Hint #1. Assume extreme mistrust.
This is not personal. This is not to say that you are not a perfectly lovely, friendly person who is delightful to know and associate with.
But you need to assume that anyone you meet, under the age of 40, and very many other people besides, be they churched or unchurched, be they cradle Episcopalian or a walk-in from the Baptist church down the street Does. Not. Trust. You.
This is for a few reasons (and lest I give you a complex, none of these are your fault, strictly speaking). First off, this young person has grown up in an world where Watergate and Vietnam have always been. The government has never, ever been seen as truthful or trustworthy. These things have not existed in her/his world. Institutions lie, and her/his whole existence has been shaped in part by a barrage of advertisements, trying to sell them things on a continual basis. Ads and shifty advertising language have been coming at them since the moment of birth, another fact of life. Most unfortunately, in their mind, the church is an institution, in there with the government and corporations.
Also, the only voice of Christianity in this person’s lifetime has been the televangelists through the media. Millennials are media-saturated. While you cannot assume that they can tell you the story of the good Samaritan, you can assume that they have heard the phrase ‘being saved’ or ‘personal relationship with Jesus’. Or ‘going to hell’. The infamous purple Teletubby incident? Pat Robertson saying 9/11 was the fault of the feminists and the ACLU? They heard about that. In their lifetime, Christianity has earned for itself a reputation as hypocritical and hateful, with little countering public voice.

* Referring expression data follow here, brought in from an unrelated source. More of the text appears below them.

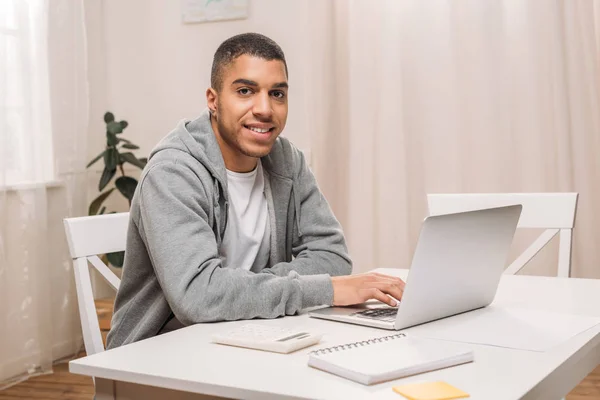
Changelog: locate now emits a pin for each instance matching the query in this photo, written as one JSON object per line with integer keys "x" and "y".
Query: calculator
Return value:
{"x": 267, "y": 338}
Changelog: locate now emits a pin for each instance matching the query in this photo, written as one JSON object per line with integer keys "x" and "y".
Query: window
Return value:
{"x": 26, "y": 153}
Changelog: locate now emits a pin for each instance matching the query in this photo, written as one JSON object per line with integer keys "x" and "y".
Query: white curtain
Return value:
{"x": 43, "y": 130}
{"x": 460, "y": 96}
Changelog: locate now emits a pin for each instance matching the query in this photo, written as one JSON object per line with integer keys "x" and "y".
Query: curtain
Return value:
{"x": 43, "y": 130}
{"x": 460, "y": 96}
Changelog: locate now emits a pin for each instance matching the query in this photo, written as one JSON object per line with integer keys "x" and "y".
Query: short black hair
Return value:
{"x": 253, "y": 44}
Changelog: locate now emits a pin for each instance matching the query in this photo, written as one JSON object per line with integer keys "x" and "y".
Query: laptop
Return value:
{"x": 456, "y": 268}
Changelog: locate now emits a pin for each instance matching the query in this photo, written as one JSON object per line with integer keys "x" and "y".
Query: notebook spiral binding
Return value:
{"x": 347, "y": 346}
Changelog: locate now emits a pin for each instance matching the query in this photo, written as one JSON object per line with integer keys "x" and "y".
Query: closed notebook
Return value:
{"x": 389, "y": 357}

It may sound abstract– it’s not. It takes a serious psychological toll to hear that an all powerful, all knowing God wants you (and probably most people you know) to burn in hell because you don’t believe the right thing/do the right thing/live the right way/say the right words. Great news! The smartest, best power in the universe sees you for what you are, and wants to destroy you, because you are so bad.
This is the ‘gospel’ that televangelists have managed to communicate for the last 35 years. Consistently. On the radio, on television, on the street corner, on billboards, in the media, and in politics.

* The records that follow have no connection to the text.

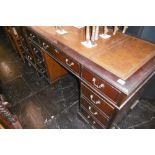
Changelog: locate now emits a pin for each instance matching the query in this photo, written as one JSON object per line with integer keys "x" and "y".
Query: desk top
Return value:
{"x": 120, "y": 56}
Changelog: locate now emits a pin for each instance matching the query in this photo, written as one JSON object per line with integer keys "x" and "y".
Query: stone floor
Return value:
{"x": 41, "y": 105}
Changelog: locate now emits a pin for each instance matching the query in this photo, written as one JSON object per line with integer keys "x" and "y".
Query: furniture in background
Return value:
{"x": 112, "y": 75}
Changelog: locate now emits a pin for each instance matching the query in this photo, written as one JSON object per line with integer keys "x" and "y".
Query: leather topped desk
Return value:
{"x": 111, "y": 75}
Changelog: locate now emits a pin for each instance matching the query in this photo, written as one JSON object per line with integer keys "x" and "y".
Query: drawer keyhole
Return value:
{"x": 98, "y": 86}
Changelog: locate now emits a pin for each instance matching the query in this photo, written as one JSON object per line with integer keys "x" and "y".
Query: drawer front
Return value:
{"x": 94, "y": 112}
{"x": 46, "y": 46}
{"x": 101, "y": 85}
{"x": 89, "y": 118}
{"x": 32, "y": 36}
{"x": 69, "y": 63}
{"x": 102, "y": 104}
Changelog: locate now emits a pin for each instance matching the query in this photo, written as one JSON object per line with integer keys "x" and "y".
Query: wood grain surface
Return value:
{"x": 121, "y": 54}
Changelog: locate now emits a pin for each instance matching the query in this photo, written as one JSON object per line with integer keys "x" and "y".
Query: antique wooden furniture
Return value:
{"x": 7, "y": 119}
{"x": 111, "y": 75}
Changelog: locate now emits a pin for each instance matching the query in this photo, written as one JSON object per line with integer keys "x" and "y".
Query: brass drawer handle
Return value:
{"x": 96, "y": 102}
{"x": 88, "y": 116}
{"x": 56, "y": 51}
{"x": 93, "y": 121}
{"x": 45, "y": 46}
{"x": 71, "y": 64}
{"x": 32, "y": 36}
{"x": 94, "y": 113}
{"x": 100, "y": 86}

Think of it as a generation that has been spiritually abused, subtly and continually.
Millennials see you, the religious authority, and all they expect to hear is more of the same.
Either outright condemnation and a guilt trip, or hypocrisy.
So, the ball is in your court, which is unfair, but there you go. While, yes, you personally didn’t create the phenomenon of 1970s-1980s televangelism, and the rise of the Religious Right in America, you are still going to have to work three times as hard to convince a terrified population that you really won’t hurt them. You don’t hate gays, you don’t believe Obama is secretly the Antichrist, and you don’t believe that rock and roll is the devil’s music. Evolution is quite nice, and no one is going to hell.
There is no magic cure, or easy fix, but a big help is realizing how damaged a huge portion of the population is. So maybe we’re being called to be not so much a social club for the pampered, but a refugee shelter. There’s a lot more care required.